Coloring Outside the Box

It's time for another "favorite granddaughter" story (especially since after February I won’t have a "favorite granddaughter" anymore—I’ll have two of them—Ella’s going to have a sister!). Four-year-old Ella loves to color. So of course Papa and Grammy buy her a new coloring book every now and then. But the problem, if I might be quite candid about my granddaughter, is she hasn’t learned yet to confine her gloriously wild crayon colors to inside the lines. No kidding—she’s forever coloring outside the box. What’s up with that! Everybody knows you’re supposed to color inside not outside the box.

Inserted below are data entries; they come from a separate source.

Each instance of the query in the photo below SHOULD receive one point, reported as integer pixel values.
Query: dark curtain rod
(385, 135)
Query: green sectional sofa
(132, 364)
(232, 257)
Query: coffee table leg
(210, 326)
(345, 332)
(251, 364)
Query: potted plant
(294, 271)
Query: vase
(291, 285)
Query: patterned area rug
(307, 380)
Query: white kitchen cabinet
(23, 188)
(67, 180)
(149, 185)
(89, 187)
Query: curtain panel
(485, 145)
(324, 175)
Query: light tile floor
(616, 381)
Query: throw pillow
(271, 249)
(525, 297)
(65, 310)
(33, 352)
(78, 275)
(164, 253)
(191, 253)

And yet it suddenly dawned on me this week that Jesus was no inside-the-box "colorer" either. Certainly not when it came to His prayer life. For years I’ve assumed that Mark 1:35 pretty much summarized His prayer routine: "Very early in the morning, while it was still dark, Jesus got up, left the house and went to a solitary place, where he prayed." He was an early morning Man. And yes, there are those other references to His praying in the night, sometimes all night in fact. But nighttime, early morning time—that was it, right?

Wrong. Take the afternoon He fed 15,000+ people with that unselfish little boy’s lunch of 5 loaves and two fish. Once dinner had been served and His disciples had collected and redistributed all the left over bread and fish, "after saying farewell to them, He went up on the mountain to pray" (Mark 6:46 NRSV). There He is, coloring outside His usual routine box of prayer, choosing to leave the crowd to spend some late afternoon or early evening time alone with His Father.

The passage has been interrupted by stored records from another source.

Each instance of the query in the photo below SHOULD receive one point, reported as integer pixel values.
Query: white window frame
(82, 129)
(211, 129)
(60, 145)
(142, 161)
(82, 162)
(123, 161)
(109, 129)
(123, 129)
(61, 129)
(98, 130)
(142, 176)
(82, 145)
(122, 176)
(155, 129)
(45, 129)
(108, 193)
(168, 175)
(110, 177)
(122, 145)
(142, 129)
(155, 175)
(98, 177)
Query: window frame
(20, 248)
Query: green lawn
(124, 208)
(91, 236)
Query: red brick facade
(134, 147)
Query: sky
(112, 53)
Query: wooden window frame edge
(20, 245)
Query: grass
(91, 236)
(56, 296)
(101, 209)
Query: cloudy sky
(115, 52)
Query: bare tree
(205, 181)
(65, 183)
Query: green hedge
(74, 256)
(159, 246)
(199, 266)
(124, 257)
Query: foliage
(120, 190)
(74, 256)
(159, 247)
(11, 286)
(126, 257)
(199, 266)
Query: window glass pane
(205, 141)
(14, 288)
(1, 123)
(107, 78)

Which, of course, isn’t that momentous a headline to be sure. But that’s the point. It wasn’t a headline at all. It was the One we call Lord and Savior pushing away from the rest in order to make time for being alone with God. Outside the box of His prayer routine.

But isn’t that what prayer is supposed to be for you and me, too? Pushing away from the crowd, stepping out of the room, leaving friends or family, anytime you wish, anytime you sense the need—making time to be alone with God, alone with Jesus, alone with the Holy Spirit. Now we know it’s OK to color outside the box of routine prayer when you want to be alone with Him.

Because what’s so routine about time alone with the One who keeps your picture on His refrigerator, so crazy is He about you? No kidding—"See what great love the Father has lavished on us, that we should be called the children of God" (1 John 3:1 NIV). Love lavished on us—what’s not to love about that!

So the next time you sense His prompting, that quiet invitation to come be alone with Him to talk, do something really radical—color outside the box—and grab an unscheduled moment to sit alone with Him. One on one. That’s how life becomes a romance (as Oswald Chambers describes it) with the Dashing Young God of this universe. Alone. Outside the box. Just you and Him. Listening to each other.

"When every other voice is hushed, and in quietness we wait before Him, the silence of the soul makes more distinct the voice of God [who] bids us, 'Be still, and know that I am God.’ Psalm 46:10" (Desire of Ages 363).